Demand for egg replacers has been rife, with ingredients firms like Arla and Kerry Ingredients cashing in on increased purchases of egg replacement solutions.
Alexander Franzen, bakery business development manager at Tate & Lyle Food Systems, said they have had an influx of egg replacement requests over the last few months from the bakery sector.
“We haven’t had this level of demand for egg replacement systems before,”Franzen told BakeryandSnacks.com.
“We’ve always had the systems for mayonnaises and sauces – the question on egg reduction and elimination is not a new one,” he said.

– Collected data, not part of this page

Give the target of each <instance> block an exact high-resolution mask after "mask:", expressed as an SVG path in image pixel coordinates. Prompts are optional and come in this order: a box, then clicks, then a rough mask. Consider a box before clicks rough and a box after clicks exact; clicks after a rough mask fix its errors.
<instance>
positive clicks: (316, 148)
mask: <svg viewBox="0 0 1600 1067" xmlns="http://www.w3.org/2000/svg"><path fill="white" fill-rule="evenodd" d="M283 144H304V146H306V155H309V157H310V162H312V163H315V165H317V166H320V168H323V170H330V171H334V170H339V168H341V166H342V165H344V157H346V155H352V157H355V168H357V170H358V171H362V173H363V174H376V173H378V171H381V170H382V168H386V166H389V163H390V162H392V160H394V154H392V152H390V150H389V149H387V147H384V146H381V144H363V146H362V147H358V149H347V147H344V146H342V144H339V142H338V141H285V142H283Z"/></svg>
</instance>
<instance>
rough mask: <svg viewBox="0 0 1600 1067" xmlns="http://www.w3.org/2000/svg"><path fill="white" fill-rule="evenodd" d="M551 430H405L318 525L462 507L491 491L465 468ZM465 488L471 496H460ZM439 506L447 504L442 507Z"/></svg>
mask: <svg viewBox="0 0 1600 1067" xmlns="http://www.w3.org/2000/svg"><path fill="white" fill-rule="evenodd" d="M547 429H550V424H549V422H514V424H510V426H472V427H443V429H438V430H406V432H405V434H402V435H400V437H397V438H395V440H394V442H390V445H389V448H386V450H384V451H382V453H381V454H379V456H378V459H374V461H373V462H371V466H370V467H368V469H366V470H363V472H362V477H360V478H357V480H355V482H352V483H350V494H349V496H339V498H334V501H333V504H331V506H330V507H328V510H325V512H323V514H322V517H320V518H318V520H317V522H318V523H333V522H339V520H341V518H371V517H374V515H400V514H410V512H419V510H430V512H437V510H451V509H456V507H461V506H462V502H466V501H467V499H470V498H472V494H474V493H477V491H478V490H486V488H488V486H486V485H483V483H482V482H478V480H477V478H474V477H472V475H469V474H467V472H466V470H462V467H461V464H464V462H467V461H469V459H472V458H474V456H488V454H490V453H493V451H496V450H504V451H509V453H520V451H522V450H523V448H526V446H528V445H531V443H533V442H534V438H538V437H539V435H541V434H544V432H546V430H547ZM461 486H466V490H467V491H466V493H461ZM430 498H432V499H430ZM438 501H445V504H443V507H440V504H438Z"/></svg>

However, “there is now a renewed focus on tailoring these to the bakery sector amid increased demands…we want to get better in the bakery sector,” he added.
Tate & Lyle’s Hamulsion stabiliser systems enable up to 100% egg replacement in end products.
Since January this year, Tate & Lyle has been investing in new staff, new technology and machinery to cater to this soaring demand from the bakery sector, he detailed.
Delicious demands
There are not many products that rely on substantial egg content, Franzen said, and “we are focused on application areas like sponge cakes, loaf cakes and muffins as these are all areas where fresh eggs are typically used a lot. The demand is coming from these segments.”
Predominantly demands are coming from the EU, particularly the UK and Western Europe, he detailed, in light of the legislative changes and volatile pricing shaping the European egg market.
Matching egg functionality
When replacing eggs in bakery, it is important to match the functionalities, Franzen said, such as the colour aspect, crumb structure, stability and shelf life.
An egg is not just one ingredient, he said, it is comprised of different chemical compounds with diverse technical functionalities in an end product and so it is about replicating each ingredient function.
Blends and full recipes are adapted to each customer, dependant on raw materials and machinery available, he said.